Web Simulation 

 

 

 

 

microGPT: Minimal GPT Training & Inference 

This simulator implements the most atomic way to train and run inference for a GPT in pure JavaScript (ported from the dependency-free Python version by @karpathy). It demonstrates tokenization, autograd, a tiny transformer (embedding + position, one layer of multi-head attention and MLP), and Adam optimization to learn to generate short names.

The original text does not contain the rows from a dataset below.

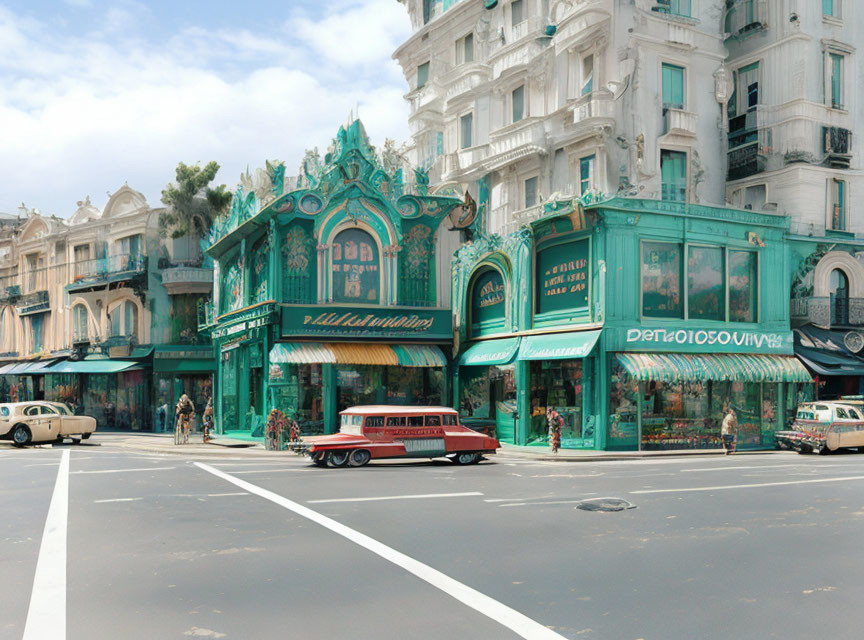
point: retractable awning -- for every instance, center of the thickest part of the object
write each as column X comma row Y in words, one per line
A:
column 489, row 352
column 94, row 366
column 683, row 367
column 405, row 355
column 558, row 346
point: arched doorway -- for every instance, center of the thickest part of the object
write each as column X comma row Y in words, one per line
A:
column 839, row 285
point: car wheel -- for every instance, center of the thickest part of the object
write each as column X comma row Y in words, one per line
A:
column 466, row 457
column 359, row 457
column 21, row 435
column 338, row 458
column 319, row 459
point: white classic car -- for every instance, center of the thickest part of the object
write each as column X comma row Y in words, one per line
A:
column 27, row 422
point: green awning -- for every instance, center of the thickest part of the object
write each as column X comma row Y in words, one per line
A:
column 94, row 366
column 184, row 365
column 558, row 346
column 489, row 352
column 684, row 367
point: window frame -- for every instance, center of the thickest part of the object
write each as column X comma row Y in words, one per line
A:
column 512, row 103
column 684, row 276
column 677, row 67
column 462, row 117
column 525, row 181
column 686, row 154
column 591, row 158
column 417, row 84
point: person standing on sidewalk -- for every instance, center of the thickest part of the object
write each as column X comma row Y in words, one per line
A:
column 555, row 422
column 729, row 430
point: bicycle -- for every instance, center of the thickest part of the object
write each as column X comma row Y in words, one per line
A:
column 181, row 428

The excellent orignal code and documents are at Andrej Karpathy blog . This is just a visualized web based version of Karpathy's python code.

Mathematical foundation

1. Tokenizer

The dataset is a list of documents (e.g. names). Unique characters in the dataset form the character vocabulary; each character maps to a token id 0 .. n−1. A special BOS (Beginning of Sequence) token has id n. Documents are tokenized as BOS + character ids + BOS. Vocab size = n + 1.

2. Autograd

Each scalar in the computation is a Value with data (forward value) and grad (gradient from the loss). Operations (+, ×, log, exp, ReLU, etc.) build a directed graph. Backward traverses the graph in topological order and applies the chain rule:

child.grad += local_derivative × parent.grad
3. Model (GPT-style)

For each position: token embedding (wte) + position embedding (wpe) → RMSNorm. Then for each layer: (1) Multi-head attention: RMSNorm → Q, K, V projections; per-head scaled dot-product attention over previous positions; output projection and residual; (2) MLP: RMSNorm → linear(4×dim) → ReLU → linear(dim) → residual. The final hidden state is multiplied by lm_head to get logits over the vocabulary. Softmax gives next-token probabilities; the loss is the average negative log probability of the target token at each position.

4. Optimizer (Adam)

First moment m and second moment v are updated with decay rates β1, β2. Bias-corrected , update the parameters (learning rate is linearly decayed over steps):

p ← p − lr × m̂ / (√v̂ + ε)
5. Inference

Start with BOS; at each position run the forward pass, apply temperature to logits (divide by T), softmax, then sample the next token. Stop when BOS is sampled or context length is reached. Lower temperature → more deterministic; higher → more diverse (and often noisier) outputs.

Simulation

The interactive simulator is below. Use the controls to explore the concepts described above.

Model stats
num docs:   vocab size:   num params:
Step: 0 / 1000
Training & inference
0.50
Network architecture

Training

posId

Input (context)

token_id (in)

Target

token_id (out)

token_id pos_id Wte Wpe Sum (Add) RMSNorm LAYER 0 ATTENTION RMS Q,K,V 4h-Attn out FEED FORWARD (MLP) RMS FC 4d ReLU FC d lm_head Logits
Weights (live)

Number

Matrix

Row

Col

Value

Training log

                        
Generated samples (inference)

 

Usage

Use the controls to train a minimal GPT and generate name-like strings:

  1. Num steps: Total training steps (each step uses one document). Try 500–1000 for quick results.
  2. Temperature: Sampling temperature for inference (0.1–1.5). Lower = more conservative; higher = more random.
  3. Reset: Re-initialize the model and optimizer. Clears the log and step counter.
  4. Step Fwd: Advance one autoregressive step (training data). The overlay shows posId, Input (context), token_id, and Target.
  5. Gen Step: Generate one token at a time. The overlay switches to "Generation" mode and shows the input context and sampled output for each step.
  6. Run / Stop: Run training until the step count reaches Num steps, or click Stop to pause.
  7. Generate: Sample 20 sequences from the current model using the current temperature and show them in the samples area.

After training (e.g. 500–1000 steps), click Generate to see short "hallucinated" names. The model learns character-level statistics from the small embedded name list.

Limitations

  • Educational micro-scale. A single transformer layer with a tiny embedding dimension and a handful of heads, trained on a short embedded name list. It captures the mechanism of a GPT, not the capacity — real models have dozens of layers and billions of parameters.
  • Character-level, tiny vocabulary. Tokens are individual characters plus a BOS marker; there is no sub-word/BPE tokenizer, so it cannot model words, syntax, or long-range meaning.
  • Scalar autograd, no tensors/GPU. Every value is a scalar node in a hand-built graph for transparency; this is orders of magnitude slower than batched tensor math, so only short training runs are practical.
  • Overfits a small dataset. With so little data the model memorizes character statistics rather than generalizing; "names" are plausible-looking but not novel in a meaningful sense.
  • Fixed, short context. A small maximum context length limits how much prior text attention can use; documents longer than the context are truncated.
  • Port of a teaching model. This is a visualized JS port of Karpathy's dependency-free micro-GPT; it deliberately omits dropout, weight tying nuances, mixed precision, and the engineering that production training requires.